How to Use Models from SphinxTrain in Sphinx-4

In order to use models trained from SphinxTrain, you need to package them into a JAR file. The advantage of having it in a JAR file is that the JAR file can simply be included in the classpath and referenced in the configuration file for it to be used in a Sphinx-4 application.

The Sphinx-4 build.xml script contains ANT targets that let you easily convert SphinxTrain models to a JAR file. We will walk you through the process using a model called "TOY" as an example. We will show the process to make them the TOY models usable in Sphinx-4. Suppose that the following TOY model files are created by SphinxTrain:

cd_continuous_8gau/means
cd_continuous_8gau/mixture_weights
cd_continuous_8gau/variances
cd_continuous_8gau/transition_matrices
dict/cmudict.0.6d
dict/fillerdict
etc/TOY_8gau_13dCep_16k_40mel_130Hz_6800Hz.4000.mdef
etc/TOY_8gau_13dCep_16k_40mel_130Hz_6800Hz.ci.mdef

These are the steps to make the TOY models trained usable in Sphinx-4. Note that very often errors are created by typos, so take great care when editing the various files.
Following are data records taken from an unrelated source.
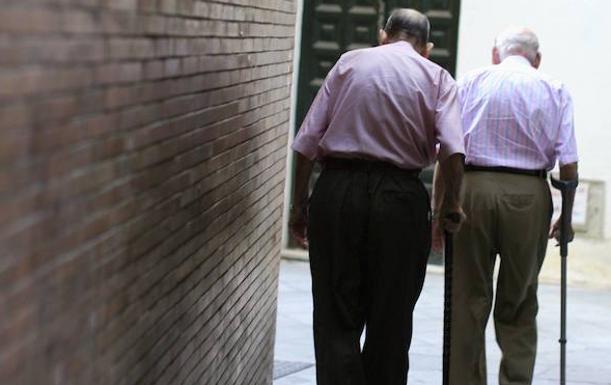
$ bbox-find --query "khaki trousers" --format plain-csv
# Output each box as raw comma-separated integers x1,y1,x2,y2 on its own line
450,171,552,385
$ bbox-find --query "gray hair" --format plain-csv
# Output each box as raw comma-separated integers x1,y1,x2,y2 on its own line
384,8,431,45
494,27,539,63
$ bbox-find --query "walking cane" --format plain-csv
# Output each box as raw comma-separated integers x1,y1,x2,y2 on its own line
551,176,579,385
443,213,460,385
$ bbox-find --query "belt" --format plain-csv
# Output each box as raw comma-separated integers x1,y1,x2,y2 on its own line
465,164,547,179
322,158,422,177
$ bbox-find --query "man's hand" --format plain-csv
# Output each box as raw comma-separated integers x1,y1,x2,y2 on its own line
548,217,575,244
289,206,308,250
289,152,314,249
431,207,467,253
433,154,466,234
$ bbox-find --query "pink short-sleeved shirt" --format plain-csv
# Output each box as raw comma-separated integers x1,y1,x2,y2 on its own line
293,42,464,169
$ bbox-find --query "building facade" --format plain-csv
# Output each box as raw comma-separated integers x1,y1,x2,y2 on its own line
0,0,296,385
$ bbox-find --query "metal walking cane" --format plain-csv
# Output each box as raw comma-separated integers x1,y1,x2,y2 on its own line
551,176,579,385
443,213,460,385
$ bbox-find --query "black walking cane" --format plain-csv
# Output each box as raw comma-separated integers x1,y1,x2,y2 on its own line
443,213,460,385
551,176,579,385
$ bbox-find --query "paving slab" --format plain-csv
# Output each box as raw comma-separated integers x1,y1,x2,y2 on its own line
273,261,611,385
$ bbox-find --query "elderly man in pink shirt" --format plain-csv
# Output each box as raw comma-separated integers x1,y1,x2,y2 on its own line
290,9,464,385
435,28,577,385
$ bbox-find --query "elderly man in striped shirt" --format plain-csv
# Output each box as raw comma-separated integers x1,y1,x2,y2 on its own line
435,28,577,385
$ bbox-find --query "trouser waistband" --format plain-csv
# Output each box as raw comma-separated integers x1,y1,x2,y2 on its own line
322,158,422,178
465,164,547,179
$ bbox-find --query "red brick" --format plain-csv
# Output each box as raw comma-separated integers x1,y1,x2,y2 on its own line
0,0,296,385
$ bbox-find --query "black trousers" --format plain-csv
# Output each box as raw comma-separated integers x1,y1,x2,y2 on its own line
308,160,431,385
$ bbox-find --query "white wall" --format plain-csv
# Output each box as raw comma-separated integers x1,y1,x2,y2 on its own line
457,0,611,237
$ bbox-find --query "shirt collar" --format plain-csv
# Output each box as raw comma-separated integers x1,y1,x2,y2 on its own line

  1. Create Model Directory

    All model files should be placed under the "sphinx4/models/acoustic" directory. For the TOY models, we create the directory "toy" under "sphinx4/models/acoustic":

    sphinx4> cd models/acoustic
    sphinx4/models/acoustic> mkdir toy
    

  2. Copy Model Files

    Copy all the model files to sphinx4/models/acoustic/toy/. After copying all the model files, the resulting sphinx4/models/acoustic/toy/ directory looks like:

    cd_continuous_8gau/
    cd_continuous_8gau/means
    cd_continuous_8gau/mixture_weights
    cd_continuous_8gau/variances
    cd_continuous_8gau/transition_matrices
    dict/
    dict/cmudict.0.6d
    dict/fillerdict
    etc/
    etc/TOY_8gau_13dCep_16k_40mel_130Hz_6800Hz.4000.mdef
    etc/TOY_8gau_13dCep_16k_40mel_130Hz_6800Hz.ci.mdef
    
    Note that all the files under "cd_continuous_8gau" are binary files in this example.

  3. Create model.props

    Create a text file called model.props under sphinx4/models/acoustic/toy/. This file must have the following properties:

    description = TOY acoustic models
    modelClass = edu.cmu.sphinx.model.acoustic.TOY_8gau_13dCep_16k_40mel_130Hz_6800Hz.Model
    modelLoader = edu.cmu.sphinx.model.acoustic.TOY_8gau_13dCep_16k_40mel_130Hz_6800Hz.ModelLoader
    dataLocation = cd_continuous_8gau
    modelDefinition = etc/TOY_8gau_13dCep_16k_40mel_130Hz_6800Hz.4000.mdef
    
    isBinary = true
    featureType = 1s_c_d_dd
    vectorLength = 39
    sparseForm = false
    
    numberFftPoints = 512
    numberFilters = 40
    gaussians = 8
    minimumFrequency = 130
    maximumFrequency = 6800
    sampleRate = 16000
    
    

    Explanation of the properties:

    description a description of the acoustic model, which is "TOY acoustic models" in this example
    modelClass should be set to "edu.cmu.sphinx.model.acoustic.${MEANINGFUL_NAME}.Model". ${MEANINGFUL_NAME} usually contains the following information:
    1. the name of the data set used to train the models (TOY)
    2. the number of gaussians (8gau)
    3. the number of cepstra data points (13dCep)
    4. the sample rate of the training data (16k)
    5. the number of mel filters (40mel)
    6. the minimum frequency (130Hz)
    7. the maximum frequency (6800Hz)
    This ${MEANINGFUL_NAME} will be the name of your JAR file as well. In this example, the created JAR file will be called TOY_8gau_13dCep_16k_40mel_130Hz_6800Hz.jar.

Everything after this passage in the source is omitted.